Central Tibetan School Administration
- Formation: 1961
- Headquarters: ESS ESS Plaza, Plot No. 1, Community Centre, Sector-3, Rohini, Delhi-110085
- Official language: Standard Tibetan, Indian English
- Parent organisation: Ministry of Education
- Staff: 554 teachers, 239 non-teaching staff
- Website: ctsa.nic.in

= Central Tibetan School Administration =

Organization managing schools for Tibetan refugees in India

The Central Tibetan School Administration is an autonomous organisation under the Ministry of Education of the government of India.
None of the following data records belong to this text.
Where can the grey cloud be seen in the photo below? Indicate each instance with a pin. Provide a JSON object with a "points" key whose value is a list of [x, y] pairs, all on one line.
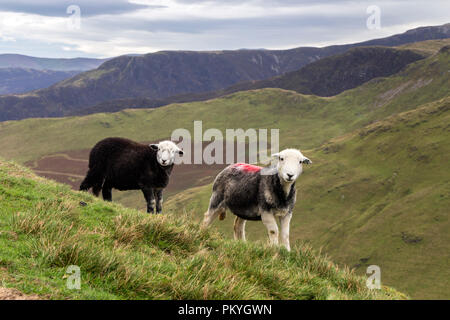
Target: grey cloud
{"points": [[58, 8]]}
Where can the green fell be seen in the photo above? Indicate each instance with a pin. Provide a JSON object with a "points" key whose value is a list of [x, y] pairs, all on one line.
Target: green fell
{"points": [[126, 254], [378, 195]]}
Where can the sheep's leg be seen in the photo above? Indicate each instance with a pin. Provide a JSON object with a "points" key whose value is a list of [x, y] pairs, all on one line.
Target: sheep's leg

The organisation is responsible for "establishing, managing and assisting schools in India for the education of Tibetan Children living in India while preserving and promoting their culture and heritage". This organisation is affiliated to Central Board of Secondary Education (CBSE).

==History==
In order to oversee and support India schools for the education of Tibetan refugee children, the Indian government formed the, Tibetan Schools Society, now known as the Central Tibetan Schools Administration in 1961 at the request of the 14th Dalai Lama. This independent organisation is governed by the Indian Ministry of Human Resource Development.

The administration operates 71 schools across India with around 10,000 students. It employs 554 teaching staff and 239 non-teaching staff.

Plans have previously been announced to transfer responsibility for the schools to the Central Tibetan Administration.